Another important thing to consider before ordering the primers is to check which primer (forward or reverse) requires a 5′ biotin tag modification. This is indicated by a small circle on one of the primers. For example, in the report above you can see that the small circle is located on the reverse primer:
So, how do you know what makes a good primer set for bisulfite pyrosequencing? Here are some features you should look for when designing primers for bisulfite pyrosequencing:
Select a primer set with a high quality score
Since the PyroMark Assay Design software analyses and ranks each primer set in quality order, according to numerous in silico analysis, I recommend selecting those with a high quality score (ideally >70).
Avoid primers which bind over CpG sites
Since you do not know whether a CpG site will be methylated or unmethylated, it is not suitable to design primers which will bind over a CpG site as this can introduce bias. The PyroMark Assay Design software limits this bias by introducing a redundant ‘A‘ base where the binding over the CpG site would occur.
Generally, one mismatch should be tolerated. Alternatively, instead of an ‘A‘ base here you could have a ‘Y‘ base which would indicate either a ‘C‘ or a ‘T‘ during primer synthesis.
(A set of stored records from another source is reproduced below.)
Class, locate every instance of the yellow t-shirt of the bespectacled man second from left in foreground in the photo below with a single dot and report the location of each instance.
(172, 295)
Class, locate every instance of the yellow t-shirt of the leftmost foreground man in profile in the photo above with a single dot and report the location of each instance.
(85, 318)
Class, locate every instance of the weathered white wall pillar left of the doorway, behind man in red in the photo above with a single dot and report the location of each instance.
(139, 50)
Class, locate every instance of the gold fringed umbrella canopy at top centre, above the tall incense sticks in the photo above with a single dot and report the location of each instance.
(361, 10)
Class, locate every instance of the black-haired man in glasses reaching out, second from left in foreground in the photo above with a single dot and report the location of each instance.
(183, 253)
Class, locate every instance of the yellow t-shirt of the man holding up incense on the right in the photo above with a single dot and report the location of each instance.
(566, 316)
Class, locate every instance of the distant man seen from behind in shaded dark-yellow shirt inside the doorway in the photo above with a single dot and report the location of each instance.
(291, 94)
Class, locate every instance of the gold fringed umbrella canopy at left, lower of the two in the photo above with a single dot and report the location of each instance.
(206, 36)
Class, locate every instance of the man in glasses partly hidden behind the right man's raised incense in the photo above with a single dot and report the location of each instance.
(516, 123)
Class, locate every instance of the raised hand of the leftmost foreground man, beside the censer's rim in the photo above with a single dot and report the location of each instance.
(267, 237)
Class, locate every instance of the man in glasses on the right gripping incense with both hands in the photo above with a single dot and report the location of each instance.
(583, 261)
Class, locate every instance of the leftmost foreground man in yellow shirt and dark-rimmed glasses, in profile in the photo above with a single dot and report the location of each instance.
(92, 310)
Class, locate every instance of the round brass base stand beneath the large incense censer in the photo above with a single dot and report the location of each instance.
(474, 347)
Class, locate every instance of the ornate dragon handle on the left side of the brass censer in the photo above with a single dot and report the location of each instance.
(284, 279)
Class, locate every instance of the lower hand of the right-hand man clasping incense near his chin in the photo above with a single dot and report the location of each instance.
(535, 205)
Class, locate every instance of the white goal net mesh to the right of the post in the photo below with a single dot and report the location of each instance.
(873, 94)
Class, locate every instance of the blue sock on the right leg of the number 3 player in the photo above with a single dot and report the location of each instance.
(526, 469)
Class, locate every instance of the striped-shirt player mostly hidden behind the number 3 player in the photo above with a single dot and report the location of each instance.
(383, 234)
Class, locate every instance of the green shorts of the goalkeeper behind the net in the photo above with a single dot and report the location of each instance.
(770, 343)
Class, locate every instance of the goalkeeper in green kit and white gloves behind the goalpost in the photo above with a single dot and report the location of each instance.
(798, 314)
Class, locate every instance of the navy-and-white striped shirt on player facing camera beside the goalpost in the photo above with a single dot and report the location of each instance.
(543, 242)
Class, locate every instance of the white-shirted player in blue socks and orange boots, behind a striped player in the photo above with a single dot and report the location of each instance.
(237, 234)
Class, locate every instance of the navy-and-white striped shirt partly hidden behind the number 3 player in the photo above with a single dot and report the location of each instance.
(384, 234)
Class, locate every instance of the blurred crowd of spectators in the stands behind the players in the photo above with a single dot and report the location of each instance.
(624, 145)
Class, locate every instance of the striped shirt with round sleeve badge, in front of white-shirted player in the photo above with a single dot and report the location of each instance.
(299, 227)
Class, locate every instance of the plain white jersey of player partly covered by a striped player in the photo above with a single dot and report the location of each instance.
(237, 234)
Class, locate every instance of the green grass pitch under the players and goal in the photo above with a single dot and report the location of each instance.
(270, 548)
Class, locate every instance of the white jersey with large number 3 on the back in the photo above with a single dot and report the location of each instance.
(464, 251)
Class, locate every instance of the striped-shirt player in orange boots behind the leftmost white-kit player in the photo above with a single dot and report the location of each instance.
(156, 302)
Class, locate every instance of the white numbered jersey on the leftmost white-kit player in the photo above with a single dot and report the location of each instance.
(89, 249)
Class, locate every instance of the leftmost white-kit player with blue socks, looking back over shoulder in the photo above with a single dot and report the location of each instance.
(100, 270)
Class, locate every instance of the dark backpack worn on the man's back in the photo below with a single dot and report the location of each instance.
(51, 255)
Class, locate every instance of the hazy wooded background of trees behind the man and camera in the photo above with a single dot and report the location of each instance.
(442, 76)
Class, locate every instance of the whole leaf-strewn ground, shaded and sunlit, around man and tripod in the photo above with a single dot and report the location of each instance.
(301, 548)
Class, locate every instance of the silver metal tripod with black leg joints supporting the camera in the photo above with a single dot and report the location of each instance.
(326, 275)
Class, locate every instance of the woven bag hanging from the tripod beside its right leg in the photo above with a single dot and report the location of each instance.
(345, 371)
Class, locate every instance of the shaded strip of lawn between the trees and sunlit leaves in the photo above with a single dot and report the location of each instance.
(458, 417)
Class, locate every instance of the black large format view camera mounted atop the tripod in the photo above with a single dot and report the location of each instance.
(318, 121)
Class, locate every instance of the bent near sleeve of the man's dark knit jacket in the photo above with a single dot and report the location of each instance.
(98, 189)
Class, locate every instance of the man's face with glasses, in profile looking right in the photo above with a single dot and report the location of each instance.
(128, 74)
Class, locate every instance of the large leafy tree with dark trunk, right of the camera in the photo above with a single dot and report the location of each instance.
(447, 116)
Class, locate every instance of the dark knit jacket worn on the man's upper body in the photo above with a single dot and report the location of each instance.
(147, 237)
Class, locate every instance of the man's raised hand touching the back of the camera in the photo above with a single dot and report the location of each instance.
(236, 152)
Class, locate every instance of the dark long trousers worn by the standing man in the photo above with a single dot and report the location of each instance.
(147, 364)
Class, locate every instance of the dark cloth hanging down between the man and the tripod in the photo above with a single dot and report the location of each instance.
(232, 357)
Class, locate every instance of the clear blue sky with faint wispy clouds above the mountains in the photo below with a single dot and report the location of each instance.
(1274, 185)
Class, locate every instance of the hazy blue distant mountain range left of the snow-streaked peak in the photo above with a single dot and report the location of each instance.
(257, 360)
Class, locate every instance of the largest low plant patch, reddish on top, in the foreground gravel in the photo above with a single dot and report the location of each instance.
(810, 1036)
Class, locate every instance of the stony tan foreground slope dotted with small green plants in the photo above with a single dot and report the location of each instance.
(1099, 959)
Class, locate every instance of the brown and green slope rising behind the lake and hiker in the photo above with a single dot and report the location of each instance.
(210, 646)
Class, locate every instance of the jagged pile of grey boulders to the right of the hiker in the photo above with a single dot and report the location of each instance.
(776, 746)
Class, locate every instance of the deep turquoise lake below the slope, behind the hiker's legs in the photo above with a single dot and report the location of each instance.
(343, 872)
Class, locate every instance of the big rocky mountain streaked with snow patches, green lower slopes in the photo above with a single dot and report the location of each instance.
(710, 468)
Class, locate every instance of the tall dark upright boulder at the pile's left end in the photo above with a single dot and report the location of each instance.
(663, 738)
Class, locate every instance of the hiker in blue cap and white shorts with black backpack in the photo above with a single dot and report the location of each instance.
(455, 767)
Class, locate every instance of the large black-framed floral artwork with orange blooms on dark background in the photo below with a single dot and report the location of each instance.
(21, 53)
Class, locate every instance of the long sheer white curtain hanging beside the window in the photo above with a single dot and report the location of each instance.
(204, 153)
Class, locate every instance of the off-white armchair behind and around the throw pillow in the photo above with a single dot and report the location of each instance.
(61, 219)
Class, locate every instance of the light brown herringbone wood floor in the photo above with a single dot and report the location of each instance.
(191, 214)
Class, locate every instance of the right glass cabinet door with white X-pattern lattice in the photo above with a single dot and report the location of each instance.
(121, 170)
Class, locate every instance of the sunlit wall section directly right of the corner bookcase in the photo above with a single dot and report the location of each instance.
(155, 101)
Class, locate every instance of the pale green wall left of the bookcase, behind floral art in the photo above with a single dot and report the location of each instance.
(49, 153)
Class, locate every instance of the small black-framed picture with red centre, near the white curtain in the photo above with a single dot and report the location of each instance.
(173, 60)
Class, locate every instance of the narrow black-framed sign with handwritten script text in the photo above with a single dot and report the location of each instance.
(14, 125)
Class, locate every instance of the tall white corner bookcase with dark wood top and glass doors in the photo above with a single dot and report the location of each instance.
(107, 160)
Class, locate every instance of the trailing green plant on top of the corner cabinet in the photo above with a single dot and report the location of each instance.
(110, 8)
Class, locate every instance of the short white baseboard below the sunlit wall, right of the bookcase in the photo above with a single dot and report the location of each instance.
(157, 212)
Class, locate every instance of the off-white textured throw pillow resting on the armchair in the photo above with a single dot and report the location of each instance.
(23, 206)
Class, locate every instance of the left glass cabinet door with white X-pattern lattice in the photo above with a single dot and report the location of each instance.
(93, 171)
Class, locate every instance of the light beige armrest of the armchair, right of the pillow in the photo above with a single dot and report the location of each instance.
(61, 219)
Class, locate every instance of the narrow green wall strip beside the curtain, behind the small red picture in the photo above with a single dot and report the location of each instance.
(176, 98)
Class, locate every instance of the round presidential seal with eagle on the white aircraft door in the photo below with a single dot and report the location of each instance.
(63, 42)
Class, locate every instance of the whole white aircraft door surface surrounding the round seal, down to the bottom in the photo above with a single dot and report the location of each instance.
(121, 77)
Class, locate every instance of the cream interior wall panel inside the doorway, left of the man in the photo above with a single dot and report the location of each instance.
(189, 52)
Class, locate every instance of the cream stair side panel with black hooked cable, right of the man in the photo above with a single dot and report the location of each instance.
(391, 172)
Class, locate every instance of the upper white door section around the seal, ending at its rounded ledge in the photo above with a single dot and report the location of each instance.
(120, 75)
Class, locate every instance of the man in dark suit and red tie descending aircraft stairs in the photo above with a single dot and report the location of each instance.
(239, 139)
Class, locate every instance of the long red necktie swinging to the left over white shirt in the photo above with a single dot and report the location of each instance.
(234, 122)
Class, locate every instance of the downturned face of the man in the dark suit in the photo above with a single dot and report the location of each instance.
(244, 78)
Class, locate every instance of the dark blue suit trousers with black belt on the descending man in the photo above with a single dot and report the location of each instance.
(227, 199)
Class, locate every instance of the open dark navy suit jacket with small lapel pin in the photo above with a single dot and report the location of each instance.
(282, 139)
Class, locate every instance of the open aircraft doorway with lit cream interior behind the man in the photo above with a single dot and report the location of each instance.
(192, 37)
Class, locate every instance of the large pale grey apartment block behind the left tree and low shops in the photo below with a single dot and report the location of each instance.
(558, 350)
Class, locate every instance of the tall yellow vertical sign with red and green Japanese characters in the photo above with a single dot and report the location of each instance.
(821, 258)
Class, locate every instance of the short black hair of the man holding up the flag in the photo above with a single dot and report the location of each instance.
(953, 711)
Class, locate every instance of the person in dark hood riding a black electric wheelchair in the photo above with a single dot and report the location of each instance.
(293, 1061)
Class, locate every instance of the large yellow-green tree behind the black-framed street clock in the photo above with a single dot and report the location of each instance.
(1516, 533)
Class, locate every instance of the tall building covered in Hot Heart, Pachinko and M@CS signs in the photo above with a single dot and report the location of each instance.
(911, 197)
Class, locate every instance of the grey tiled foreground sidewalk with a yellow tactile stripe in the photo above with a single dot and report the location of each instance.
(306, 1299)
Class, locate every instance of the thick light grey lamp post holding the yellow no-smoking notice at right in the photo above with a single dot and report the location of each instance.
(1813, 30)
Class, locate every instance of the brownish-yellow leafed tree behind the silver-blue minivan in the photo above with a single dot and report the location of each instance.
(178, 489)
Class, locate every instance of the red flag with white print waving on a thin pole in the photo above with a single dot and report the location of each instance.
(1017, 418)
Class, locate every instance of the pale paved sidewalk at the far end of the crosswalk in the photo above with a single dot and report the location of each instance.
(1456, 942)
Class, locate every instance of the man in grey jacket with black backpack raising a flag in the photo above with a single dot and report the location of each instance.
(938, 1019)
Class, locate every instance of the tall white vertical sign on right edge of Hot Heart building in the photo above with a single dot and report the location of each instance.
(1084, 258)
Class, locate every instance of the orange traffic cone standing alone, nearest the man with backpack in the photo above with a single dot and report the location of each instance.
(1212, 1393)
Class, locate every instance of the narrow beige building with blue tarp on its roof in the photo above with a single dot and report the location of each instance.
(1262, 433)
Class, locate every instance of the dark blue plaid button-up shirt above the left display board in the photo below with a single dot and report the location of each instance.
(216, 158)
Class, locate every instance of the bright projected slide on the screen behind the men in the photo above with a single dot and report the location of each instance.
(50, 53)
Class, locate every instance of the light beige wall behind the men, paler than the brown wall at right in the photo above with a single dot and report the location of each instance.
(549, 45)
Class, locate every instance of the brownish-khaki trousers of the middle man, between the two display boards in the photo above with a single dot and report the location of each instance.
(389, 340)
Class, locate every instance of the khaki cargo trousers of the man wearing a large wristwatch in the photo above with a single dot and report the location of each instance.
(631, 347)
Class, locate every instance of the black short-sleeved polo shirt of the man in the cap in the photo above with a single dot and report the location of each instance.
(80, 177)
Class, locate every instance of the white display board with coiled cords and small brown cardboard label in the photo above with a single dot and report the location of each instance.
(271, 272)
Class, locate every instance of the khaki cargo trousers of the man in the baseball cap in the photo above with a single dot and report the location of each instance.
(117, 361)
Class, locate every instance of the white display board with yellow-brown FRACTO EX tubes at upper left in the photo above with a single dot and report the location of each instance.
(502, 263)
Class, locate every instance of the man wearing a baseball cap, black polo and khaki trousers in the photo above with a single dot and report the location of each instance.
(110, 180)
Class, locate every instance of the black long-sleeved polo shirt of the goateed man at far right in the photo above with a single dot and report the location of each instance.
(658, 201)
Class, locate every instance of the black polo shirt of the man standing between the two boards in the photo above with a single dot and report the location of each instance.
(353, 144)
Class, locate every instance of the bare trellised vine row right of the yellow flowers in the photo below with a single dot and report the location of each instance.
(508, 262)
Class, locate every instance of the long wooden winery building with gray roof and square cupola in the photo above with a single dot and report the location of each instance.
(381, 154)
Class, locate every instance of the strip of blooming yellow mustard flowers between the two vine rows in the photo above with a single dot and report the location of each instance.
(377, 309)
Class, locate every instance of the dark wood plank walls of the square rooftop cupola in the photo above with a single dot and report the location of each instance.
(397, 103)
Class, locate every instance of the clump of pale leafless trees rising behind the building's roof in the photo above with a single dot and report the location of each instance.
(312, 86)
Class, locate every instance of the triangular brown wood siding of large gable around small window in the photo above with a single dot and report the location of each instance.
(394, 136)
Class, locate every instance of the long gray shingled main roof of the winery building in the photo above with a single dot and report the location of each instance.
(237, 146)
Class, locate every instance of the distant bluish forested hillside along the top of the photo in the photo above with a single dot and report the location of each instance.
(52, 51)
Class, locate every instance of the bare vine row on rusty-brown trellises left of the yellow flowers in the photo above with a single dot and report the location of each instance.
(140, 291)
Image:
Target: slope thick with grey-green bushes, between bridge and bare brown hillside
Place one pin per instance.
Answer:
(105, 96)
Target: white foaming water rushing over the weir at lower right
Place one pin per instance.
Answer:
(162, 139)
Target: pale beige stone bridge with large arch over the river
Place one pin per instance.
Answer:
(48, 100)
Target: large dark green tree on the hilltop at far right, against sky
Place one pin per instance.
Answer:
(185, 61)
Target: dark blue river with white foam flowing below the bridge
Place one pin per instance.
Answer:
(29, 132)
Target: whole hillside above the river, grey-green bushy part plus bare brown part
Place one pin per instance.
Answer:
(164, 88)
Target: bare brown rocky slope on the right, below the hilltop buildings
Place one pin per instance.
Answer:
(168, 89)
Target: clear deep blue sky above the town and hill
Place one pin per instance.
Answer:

The primer mix will contain equal copies of both constructs where those with the ‘C‘ will select the methylated CpG site and those with a ‘T‘ will bind to the unmethylated constructs.
Prefer primers which bind over non-CpG cytosine bases
During the bisulfite reaction, all of the cytosine bases which do not form a CpG site should be converted to a uracil (‘U‘) base, and ultimately as a thymine (‘T‘) base after PCR. Therefore, by having primers which bind over converted cytosines bases this will select for bisulfite converted constructs.
Keep the PCR product size short
Since the bisulfite reaction is quite harsh, the majority of bisulfite DNA will be highly fragmented. Thus, keep your PCR fragment size small (up to 300 base pairs) to enable successful amplification of your region of interest. If you require a sequence that is longer than 300bp, try splitting your assay up into multiple runs.